The right column is the text of the Arabic translation; the left column shows the text of the Samaritan Pentateuch (SP) to facilitate a comparison between the Hebrew source text and the Arabic translation.

T-S Ar.1a.136 recto

[1] اللّهُ علي هابيل وعلي هديتهِ وعلي قاين وعلي هديته 

[2] لم يَعْطف فاشتد علي قاين جدَّا وذ[هب مآ وجــهـ]ـهِ  

[3] فقال اللّهُ لقاين لم استد عليك وَلم ذهب  

[4] مآ وجهك اليس ان يَحْسُن فرفَعهٌ وان ل م

 [5] يَحْسُن فباب الخطا أربص واليك مرجعه 

[6] وانت المستولي عليه فقال قاين لهابيل اخيه 

[7] نمضى الي الصحرا وكان عند كَوْنهما فى الصحرآءِ 

[8] قام قاين الي هابيل اخيه فقتله 

[9] text

[10] وقـ[ـال] اللّهُ لقاين اين هابيل اخيك فقال مَا 
SP Genesis 4

(4:4)יהוה אל הבל ואל מנחתו (4:5)ואל קין ואל מנחתו

לא שעה ויחר לקין מאד ויפלו פניו

(4:6)ויאמר יהוה אל קין למה חרה לך ולמה נפלו

פניך (4:7)הלוא אם תטיב שאת ואם לא

תטיב לפתח חטאת רבץ ואליך תשוקתו


ואתה תמשל בו (4:8)ויאמר קין אל הבל אחיו

נלכה השדה ויהי בהיותם בשדה

ויקם קין אל הבל אחיו ויהרגהו(4:9)ויאמר יהוה אל קין איה הבל אחיך ויאמר לא

The text clearly demonstrates that we have a Samaritan translation in front of us. The first reason is obvious: in line 9, the heading of the following section ‘The Lord said to Cain: Where is Abel, our brother?’ is written in Samaritan square script. Moreover, the Samaritan Hebrew text shows the characteristic איה as opposed to the Masoretic Text אי, both meaning ‘where?’ Another Samaritan manuscript (MS Arabe 5) from the Bibliothèque Nationale, Paris, shows a similar heading before the section Genesis 4:9–16, though slightly shorter: ‘Where is Abel, your brother?’
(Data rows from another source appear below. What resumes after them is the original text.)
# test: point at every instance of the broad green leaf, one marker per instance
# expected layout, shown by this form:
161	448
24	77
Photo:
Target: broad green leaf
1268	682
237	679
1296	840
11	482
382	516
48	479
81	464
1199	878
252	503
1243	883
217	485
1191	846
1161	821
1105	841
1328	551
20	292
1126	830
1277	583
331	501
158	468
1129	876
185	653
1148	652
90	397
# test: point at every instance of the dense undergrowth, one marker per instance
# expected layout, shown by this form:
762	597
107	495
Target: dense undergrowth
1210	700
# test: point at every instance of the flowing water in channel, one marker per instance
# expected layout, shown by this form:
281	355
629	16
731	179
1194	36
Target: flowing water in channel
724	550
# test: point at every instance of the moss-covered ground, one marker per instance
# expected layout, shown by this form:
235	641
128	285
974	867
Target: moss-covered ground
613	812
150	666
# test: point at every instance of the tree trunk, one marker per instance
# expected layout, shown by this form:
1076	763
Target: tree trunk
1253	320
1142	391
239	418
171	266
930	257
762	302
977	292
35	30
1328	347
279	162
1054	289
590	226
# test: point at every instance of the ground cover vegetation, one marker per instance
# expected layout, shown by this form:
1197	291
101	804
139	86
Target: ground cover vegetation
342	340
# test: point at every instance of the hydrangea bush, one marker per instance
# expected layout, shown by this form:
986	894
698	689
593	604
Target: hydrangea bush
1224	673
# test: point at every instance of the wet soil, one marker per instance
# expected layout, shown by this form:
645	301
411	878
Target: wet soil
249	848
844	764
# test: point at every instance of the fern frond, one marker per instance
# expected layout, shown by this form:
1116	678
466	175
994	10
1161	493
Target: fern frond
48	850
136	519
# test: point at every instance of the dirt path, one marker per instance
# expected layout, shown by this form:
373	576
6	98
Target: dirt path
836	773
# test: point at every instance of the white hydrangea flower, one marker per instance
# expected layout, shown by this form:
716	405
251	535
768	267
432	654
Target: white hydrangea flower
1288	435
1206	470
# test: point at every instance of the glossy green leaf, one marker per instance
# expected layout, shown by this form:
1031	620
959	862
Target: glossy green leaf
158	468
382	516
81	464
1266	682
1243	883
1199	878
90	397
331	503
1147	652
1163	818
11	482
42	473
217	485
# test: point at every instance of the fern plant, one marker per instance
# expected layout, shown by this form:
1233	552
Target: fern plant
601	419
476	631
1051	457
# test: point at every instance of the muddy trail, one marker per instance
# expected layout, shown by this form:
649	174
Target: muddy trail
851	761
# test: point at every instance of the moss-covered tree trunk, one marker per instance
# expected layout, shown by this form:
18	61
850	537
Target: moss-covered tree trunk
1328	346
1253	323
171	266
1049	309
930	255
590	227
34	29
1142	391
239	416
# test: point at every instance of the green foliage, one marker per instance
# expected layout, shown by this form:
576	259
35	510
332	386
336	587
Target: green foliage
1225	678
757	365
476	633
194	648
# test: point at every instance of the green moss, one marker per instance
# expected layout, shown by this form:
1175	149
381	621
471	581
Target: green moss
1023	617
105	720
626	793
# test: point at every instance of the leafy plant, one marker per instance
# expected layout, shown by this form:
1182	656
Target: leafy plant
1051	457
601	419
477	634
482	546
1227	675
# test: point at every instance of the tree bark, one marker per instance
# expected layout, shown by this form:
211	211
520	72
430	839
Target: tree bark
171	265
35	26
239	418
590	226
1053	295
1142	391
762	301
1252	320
The other reason is not so obvious at first sight. Whereas in the Hebrew Bible, Genesis 4:8 reads ‘Cain said to Abel, his brother. And it happened when they were in the field, that Cain rose up against Abel, his brother, and killed him’, the Samaritan version also quotes Cain’s address to his brother: ‘Let us go to the field’ (line 7). Cain’s speech נלכה השדה is also represented in the Arabic translation:نمضى الي الصحرا.

The literal Arabic translation of this fragment is similar to MS Nablus (Synagogue) 6 and MS. Arabe 5 of the Bibliothèque Nationale, Paris. However, it does not show a close relationship towards either of them, but demonstrates an independent rendering.


Friedrich Niessen


Bibliography:

H. Shehadeh, The Arabic Translation of the Samaritan Pentateuch (Publications of the Israel Academy of Sciences and Humanities, Section of Humanities), Jerusalem 1989.